Il dubbio è legittimo se guardiamo quanto accaduto intorno alla fusione, che il Consiglio regionale insegue da anni, fra l’azienda ospedaliera “Pugliese Ciaccio” e l’azienda ospedaliera universitaria “Mater Domini” di Catanzaro. La legge prevede che l’unificazione avvenga mediante fusione per incorporazione dell’azienda ospedaliera “Pugliese Ciaccio” nell’azienda ospedaliera universitaria “Mater Domini: l’azienda “Mater Domini” assume la denominazione di azienda ospedaliera universitaria “Renato Dulbecco” e subentrerà nei rapporti giuridici attivi e passivi dell’azienda ospedaliera “Pugliese Ciaccio”.
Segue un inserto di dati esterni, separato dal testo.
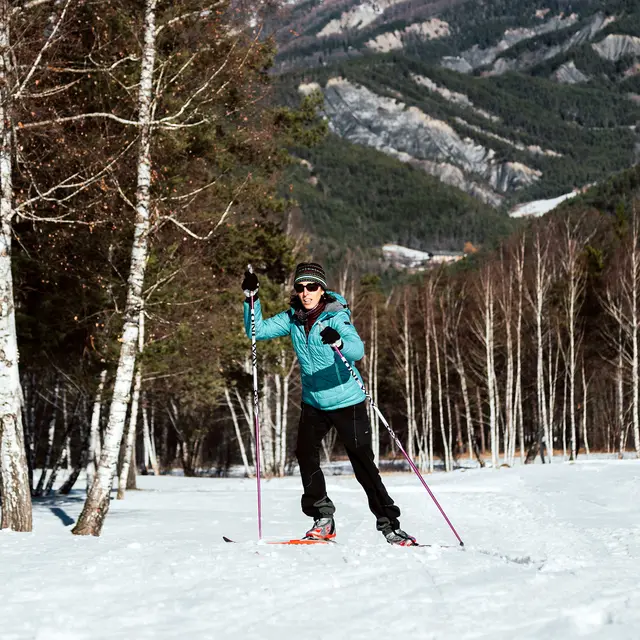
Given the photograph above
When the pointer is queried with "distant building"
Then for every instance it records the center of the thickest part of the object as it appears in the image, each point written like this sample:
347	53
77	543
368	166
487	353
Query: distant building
411	259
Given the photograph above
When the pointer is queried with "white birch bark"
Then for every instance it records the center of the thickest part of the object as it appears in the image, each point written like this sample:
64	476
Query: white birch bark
585	398
277	443
285	412
150	450
236	427
266	428
487	286
51	436
575	281
94	438
129	459
96	506
517	408
445	441
620	395
64	446
129	450
14	473
428	383
635	381
538	299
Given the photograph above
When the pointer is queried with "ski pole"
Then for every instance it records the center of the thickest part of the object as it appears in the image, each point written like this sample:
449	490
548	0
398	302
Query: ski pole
256	401
398	443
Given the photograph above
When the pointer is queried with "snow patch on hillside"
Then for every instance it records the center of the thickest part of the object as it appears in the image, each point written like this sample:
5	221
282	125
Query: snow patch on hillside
407	133
452	96
358	17
538	208
614	47
532	148
429	30
568	73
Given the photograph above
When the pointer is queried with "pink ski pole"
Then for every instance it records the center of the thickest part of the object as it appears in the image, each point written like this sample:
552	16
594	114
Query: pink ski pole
398	443
256	401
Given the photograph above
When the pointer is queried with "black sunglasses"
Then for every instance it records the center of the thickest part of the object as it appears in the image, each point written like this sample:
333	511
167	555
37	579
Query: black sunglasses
312	286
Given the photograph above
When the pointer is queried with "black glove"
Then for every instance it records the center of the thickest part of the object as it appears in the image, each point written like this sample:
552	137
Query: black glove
250	285
331	337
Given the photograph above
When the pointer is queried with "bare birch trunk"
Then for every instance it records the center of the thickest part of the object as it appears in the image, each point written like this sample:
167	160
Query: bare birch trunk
97	504
236	427
620	395
64	445
285	413
266	428
14	472
39	490
517	407
129	449
150	454
406	340
428	388
635	378
94	438
277	443
445	442
490	371
584	412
Si dispone poi che «l’attuazione della fusione è affidata al protocollo di intesa» tra il commissario della sanità calabrese e il Rettore dell’Università di Catanzaro, da sottoscriversi entro un anno dall’entrata in vigore della legge. Tutto a posto quindi? Fino alla curva perché il 17 dicembre scorso il direttore generale del ministero della Salute, Andrea Urbani, ha scritto al commissario Occhiuto, al dg del Dipartimento Salute Iole Fantozzi e alla dottoressa Adduce, responsabile del tavolo interministeriale di controllo.

Poche righe ma pesantissime nel contenuto e anche nella forma. Urbani nella missiva chiede infatti la trasmissione in via informatica della legge approvata sulla fusione. Scrive di aver saputo dalla stampa di questa normativa anche se ne era certamente venuto a conoscenza qualche giorno prima visto che il 13 si era tenuto il tavolo di verifica al quale avevano partecipato tutti i soggetti in indirizzo della lettera.

Ma Urbani non si limita a questo. Nella lettera rammenta a tutti che ogni provvedimento che in qualche modo vada ad intaccare il Piano di rientro deve essere preventivamente sottoposto al nulla osta dei ministeri della Salute e delle Finanze. In questa fattispecie sembra rientrare anche “Azienda zero” anche se non è espressamente citata.

Insomma in poche righe un vero e proprio knock out alla burocrazia regionale. Possibile che dopo dodici anni di commissariamento nessuno degli uffici si sia ricordato di quest’obbligo? Chi ha assistito il consigliere proponente nella stesura del testo non sapeva nulla? L’idea possibile che non sia balenata nemmeno ai consulenti del presidente?

Non sappiamo adesso quali saranno le conseguenze di questa missiva, ma la storia sembra sintomatica della discrasia fra la velocità del presidente e il corpo molle della Regione.